In astrology, using directions involves connecting a fixed planet or sensitive point in the natal chart with another planet or sensitive point. This can occur through direct or reverse progression and follow either the counterclockwise or clockwise order of the zodiac signs on the ecliptic. The degrees and fractions obtained from these connections are then converted into time, with 1° equalling one sidereal [3] or tropic [4]. Transits, on the other hand, involve examining the actual movement of planets along the ecliptic circle. A transit aspect is formed when a transiting planet makes a significant angle with a planet or sensitive point in the natal horoscope. If the transiting planet precedes the natal planet in the order of the zodiac signs, it is known as an “applying” transit. In contrast, the opposite is referred to as a separating aspect. While the formation time of a transit aspect can be precisely determined, it is often considered within an orbit of influence based on the speed of movement of the celestial body along the ecliptic. The amplitude of this orbit is directly proportional to the body’s rate (maximum for the Moon, minimum for Pluto).

Directions focus on the individual as a self-contained entity, determined by its origin – both the seed and tree exist simultaneously. On the other hand, predictions obtained through transits rely on external factors like the Ephemeris. Nevertheless, the cyclical patterns of celestial movements also seem to have a deterministic impact. As the tree grows, the seed disappears, and the individual undergoes continuous evolution, with their potential unfolding over time.

The difference between the two approaches is even more apparent from an interpretative standpoint. Transits offer a nuanced perspective on human development, as the potential for growth takes on a specific and tangible form only when it encounters a secondary cause of maturation. Through transits, individuals are separated from their becoming. They are presented with the option of free will, choice, and possibility while retaining their unique existence as outlined in the underlying natal chart. Transits serve as a predictive tool that effectively addresses modern humans’ need for understanding as they navigate between the fear of determinism and the desire for self-determination in shaping their destiny.

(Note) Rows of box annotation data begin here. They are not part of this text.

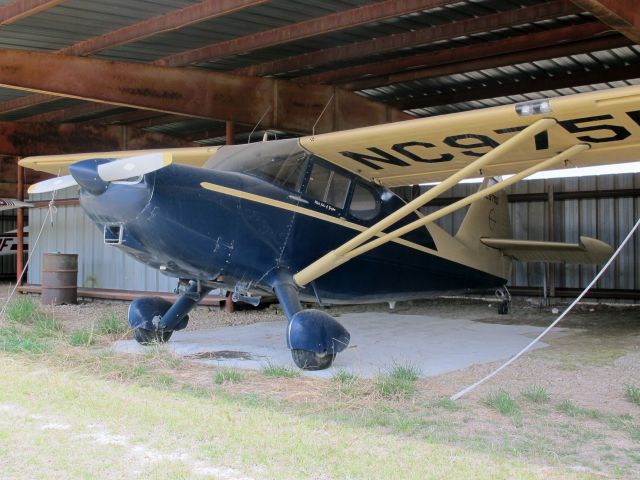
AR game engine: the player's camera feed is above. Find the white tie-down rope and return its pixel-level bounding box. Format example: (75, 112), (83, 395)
(451, 214), (640, 400)
(0, 195), (58, 317)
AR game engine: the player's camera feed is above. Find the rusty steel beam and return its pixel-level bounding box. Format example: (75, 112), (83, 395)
(0, 122), (194, 157)
(0, 0), (64, 25)
(572, 0), (640, 43)
(20, 103), (116, 123)
(59, 0), (267, 55)
(154, 0), (458, 66)
(394, 64), (640, 110)
(0, 49), (410, 133)
(0, 0), (266, 113)
(340, 34), (632, 90)
(304, 21), (610, 84)
(232, 0), (583, 76)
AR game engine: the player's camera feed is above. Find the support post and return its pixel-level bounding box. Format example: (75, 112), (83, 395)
(225, 120), (236, 145)
(224, 120), (235, 313)
(16, 158), (24, 286)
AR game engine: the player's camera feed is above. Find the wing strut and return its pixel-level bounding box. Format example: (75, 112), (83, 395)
(293, 118), (590, 287)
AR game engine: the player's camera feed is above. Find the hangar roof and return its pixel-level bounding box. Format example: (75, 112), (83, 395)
(0, 0), (640, 146)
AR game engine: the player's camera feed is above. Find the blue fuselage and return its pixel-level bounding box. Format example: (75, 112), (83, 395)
(81, 161), (505, 303)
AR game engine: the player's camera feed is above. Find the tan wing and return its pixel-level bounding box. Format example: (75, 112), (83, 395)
(300, 86), (640, 187)
(480, 237), (613, 264)
(20, 147), (220, 175)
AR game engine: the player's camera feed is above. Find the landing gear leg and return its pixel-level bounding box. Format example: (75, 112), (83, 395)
(128, 281), (211, 345)
(496, 286), (511, 315)
(274, 282), (350, 370)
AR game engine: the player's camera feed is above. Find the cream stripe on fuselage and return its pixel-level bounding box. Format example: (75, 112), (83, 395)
(200, 182), (510, 276)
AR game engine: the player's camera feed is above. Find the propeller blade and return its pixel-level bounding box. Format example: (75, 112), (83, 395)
(98, 153), (172, 182)
(29, 175), (78, 193)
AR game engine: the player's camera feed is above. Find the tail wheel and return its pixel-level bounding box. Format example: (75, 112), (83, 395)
(291, 348), (336, 370)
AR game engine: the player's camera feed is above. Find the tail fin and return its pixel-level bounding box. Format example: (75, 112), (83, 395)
(456, 178), (512, 249)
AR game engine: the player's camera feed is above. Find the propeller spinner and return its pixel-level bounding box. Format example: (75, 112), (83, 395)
(29, 153), (172, 194)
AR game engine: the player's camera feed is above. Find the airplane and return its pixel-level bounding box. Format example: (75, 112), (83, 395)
(20, 86), (640, 370)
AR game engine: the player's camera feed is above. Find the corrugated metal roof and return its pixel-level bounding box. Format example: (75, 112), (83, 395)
(0, 0), (640, 141)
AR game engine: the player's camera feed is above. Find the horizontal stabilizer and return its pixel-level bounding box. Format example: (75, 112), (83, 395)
(480, 237), (613, 263)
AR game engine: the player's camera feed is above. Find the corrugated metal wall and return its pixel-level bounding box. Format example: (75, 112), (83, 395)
(27, 174), (640, 291)
(423, 174), (640, 290)
(27, 188), (176, 292)
(0, 210), (16, 279)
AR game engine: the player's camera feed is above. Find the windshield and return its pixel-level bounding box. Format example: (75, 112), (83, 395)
(204, 138), (309, 191)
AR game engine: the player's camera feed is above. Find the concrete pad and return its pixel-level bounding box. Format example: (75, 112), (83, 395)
(114, 312), (547, 378)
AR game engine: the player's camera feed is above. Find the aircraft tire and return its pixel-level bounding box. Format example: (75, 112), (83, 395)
(133, 328), (173, 345)
(291, 348), (336, 370)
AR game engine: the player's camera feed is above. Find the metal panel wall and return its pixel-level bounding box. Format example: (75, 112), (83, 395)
(27, 188), (175, 292)
(422, 174), (640, 290)
(0, 210), (16, 279)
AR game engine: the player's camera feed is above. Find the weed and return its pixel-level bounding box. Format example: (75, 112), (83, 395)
(262, 363), (300, 378)
(5, 295), (38, 324)
(333, 370), (360, 385)
(435, 398), (461, 412)
(0, 327), (48, 353)
(375, 364), (420, 397)
(156, 373), (176, 387)
(332, 370), (368, 397)
(98, 312), (129, 335)
(522, 385), (551, 403)
(624, 384), (640, 406)
(69, 328), (95, 347)
(33, 310), (62, 337)
(482, 390), (520, 416)
(557, 400), (602, 419)
(214, 368), (244, 385)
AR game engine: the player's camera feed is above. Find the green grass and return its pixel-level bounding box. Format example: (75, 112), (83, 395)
(482, 390), (520, 416)
(375, 364), (420, 398)
(0, 355), (590, 480)
(5, 295), (38, 324)
(434, 398), (462, 412)
(557, 400), (603, 419)
(0, 327), (49, 354)
(98, 312), (129, 335)
(522, 385), (551, 403)
(262, 363), (300, 378)
(213, 368), (244, 385)
(69, 328), (96, 347)
(624, 384), (640, 406)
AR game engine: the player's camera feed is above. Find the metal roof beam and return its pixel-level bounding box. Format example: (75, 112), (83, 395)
(233, 0), (583, 76)
(0, 122), (194, 157)
(154, 0), (459, 67)
(296, 21), (609, 84)
(0, 0), (266, 113)
(59, 0), (267, 55)
(0, 0), (64, 25)
(572, 0), (640, 43)
(395, 64), (640, 110)
(340, 27), (633, 90)
(0, 49), (410, 133)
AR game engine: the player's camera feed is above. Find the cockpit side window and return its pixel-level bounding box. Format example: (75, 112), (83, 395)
(306, 163), (351, 208)
(245, 151), (307, 192)
(349, 183), (380, 220)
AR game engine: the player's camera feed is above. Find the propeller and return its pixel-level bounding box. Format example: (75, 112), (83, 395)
(29, 153), (172, 194)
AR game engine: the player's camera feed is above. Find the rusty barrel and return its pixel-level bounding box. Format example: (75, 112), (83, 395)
(40, 253), (78, 305)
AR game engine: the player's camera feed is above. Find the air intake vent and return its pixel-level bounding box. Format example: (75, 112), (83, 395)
(104, 225), (124, 245)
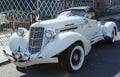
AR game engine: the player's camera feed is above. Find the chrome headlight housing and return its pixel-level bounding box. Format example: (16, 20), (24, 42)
(17, 27), (27, 37)
(45, 28), (56, 39)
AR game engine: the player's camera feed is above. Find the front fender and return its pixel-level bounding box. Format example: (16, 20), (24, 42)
(104, 22), (118, 36)
(40, 32), (91, 58)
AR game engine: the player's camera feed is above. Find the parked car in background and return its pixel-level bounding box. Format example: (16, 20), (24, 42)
(108, 5), (120, 11)
(3, 6), (117, 72)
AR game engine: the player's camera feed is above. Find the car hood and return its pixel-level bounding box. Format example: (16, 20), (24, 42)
(31, 16), (85, 29)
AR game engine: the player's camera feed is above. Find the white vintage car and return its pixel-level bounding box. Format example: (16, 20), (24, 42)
(3, 6), (117, 72)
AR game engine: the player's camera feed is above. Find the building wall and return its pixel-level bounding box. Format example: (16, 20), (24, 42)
(94, 0), (105, 9)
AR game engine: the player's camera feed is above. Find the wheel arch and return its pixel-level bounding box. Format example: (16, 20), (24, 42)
(40, 32), (91, 57)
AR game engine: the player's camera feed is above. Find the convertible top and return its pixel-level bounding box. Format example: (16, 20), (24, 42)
(66, 6), (95, 12)
(61, 6), (95, 12)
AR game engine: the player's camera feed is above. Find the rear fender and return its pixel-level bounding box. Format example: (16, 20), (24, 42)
(39, 32), (91, 58)
(104, 22), (118, 36)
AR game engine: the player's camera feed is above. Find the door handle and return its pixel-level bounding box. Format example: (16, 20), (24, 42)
(88, 25), (92, 28)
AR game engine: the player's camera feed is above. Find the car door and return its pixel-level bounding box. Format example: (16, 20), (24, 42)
(81, 19), (99, 41)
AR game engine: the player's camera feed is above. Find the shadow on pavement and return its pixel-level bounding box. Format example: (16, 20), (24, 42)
(17, 41), (120, 77)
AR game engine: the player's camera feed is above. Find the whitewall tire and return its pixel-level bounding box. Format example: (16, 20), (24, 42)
(59, 42), (85, 72)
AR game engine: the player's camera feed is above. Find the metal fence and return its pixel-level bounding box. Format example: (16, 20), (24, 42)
(0, 0), (93, 45)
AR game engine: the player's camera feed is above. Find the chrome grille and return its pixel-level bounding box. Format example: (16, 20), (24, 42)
(29, 27), (44, 54)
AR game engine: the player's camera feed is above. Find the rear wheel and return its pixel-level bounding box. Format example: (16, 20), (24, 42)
(59, 43), (85, 72)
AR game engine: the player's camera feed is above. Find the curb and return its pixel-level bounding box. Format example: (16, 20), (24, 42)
(0, 60), (10, 66)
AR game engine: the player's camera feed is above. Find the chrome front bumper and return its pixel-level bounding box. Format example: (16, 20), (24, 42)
(3, 50), (58, 67)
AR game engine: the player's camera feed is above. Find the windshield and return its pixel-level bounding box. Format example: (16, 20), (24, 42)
(59, 10), (86, 17)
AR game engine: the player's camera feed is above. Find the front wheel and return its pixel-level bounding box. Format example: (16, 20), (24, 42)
(58, 43), (85, 72)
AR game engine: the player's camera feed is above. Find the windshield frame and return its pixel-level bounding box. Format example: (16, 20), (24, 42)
(58, 10), (87, 17)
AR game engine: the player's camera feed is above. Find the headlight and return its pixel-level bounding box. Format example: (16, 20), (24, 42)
(45, 28), (56, 39)
(17, 27), (27, 36)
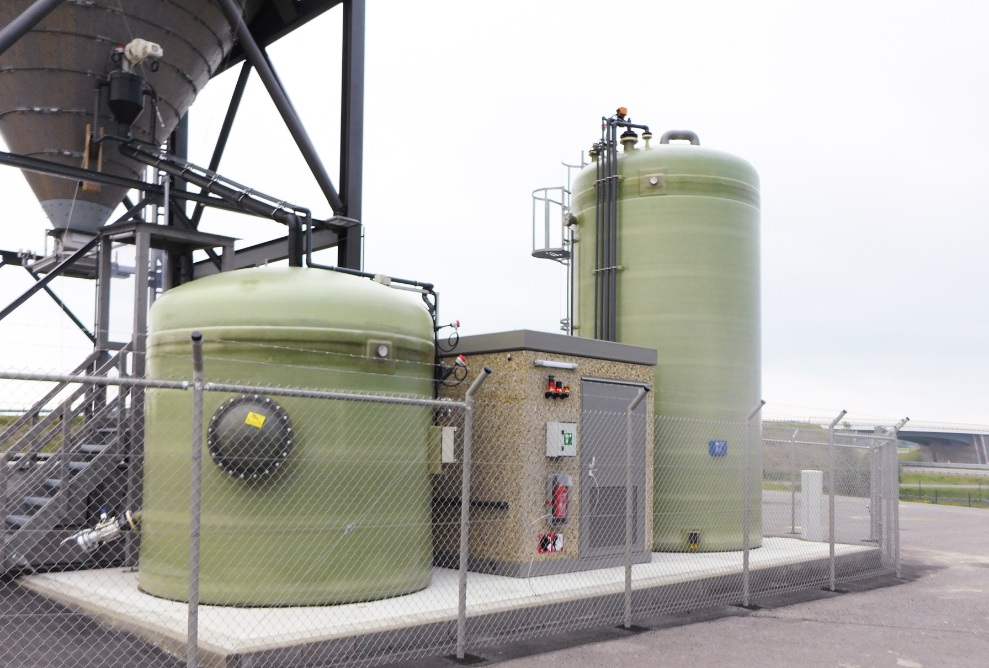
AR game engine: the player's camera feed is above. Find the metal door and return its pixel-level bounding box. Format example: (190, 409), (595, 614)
(578, 378), (646, 559)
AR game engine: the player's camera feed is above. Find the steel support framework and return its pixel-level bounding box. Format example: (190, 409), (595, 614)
(0, 0), (366, 276)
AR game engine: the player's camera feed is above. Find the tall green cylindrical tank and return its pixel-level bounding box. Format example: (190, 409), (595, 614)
(572, 133), (762, 551)
(139, 268), (434, 606)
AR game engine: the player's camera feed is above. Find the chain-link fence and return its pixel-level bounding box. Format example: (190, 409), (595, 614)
(0, 343), (899, 668)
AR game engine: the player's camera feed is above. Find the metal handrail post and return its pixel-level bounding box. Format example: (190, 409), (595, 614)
(742, 399), (766, 608)
(186, 332), (204, 668)
(625, 387), (649, 629)
(828, 409), (848, 591)
(457, 366), (491, 659)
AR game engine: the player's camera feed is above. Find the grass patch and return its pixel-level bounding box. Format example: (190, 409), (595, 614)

[1] Nicolaus Copernicus, Latinised name of Nikolaj Kopernik (1473-1543), was a Polish astronomer. In his fundamental work, De Revolutionibus Orbium Coelestium libri VI, he expounded the heliocentric hypothesis on the motion of celestial bodies.

[2] Hicetas of Syracuse (400 BC – 355 BC) was a philosopher and astronomer of the Pythagorean school. No works of his have survived except the opinion cited by Cicero. Nicolaus Copernicus considered him a forerunner of his system.

[3] The sidereal year is the interval between two successive returns of the Sun to the same point among the fixed stars.

[4] The tropical year is the interval between two successive passages of the Sun from the vernal equinox (degree zero of Aries). Since the equinox is not a fixed point on the ecliptic (because of its retrograde precession), the tropical year lasts 20 m. less than the sidereal year.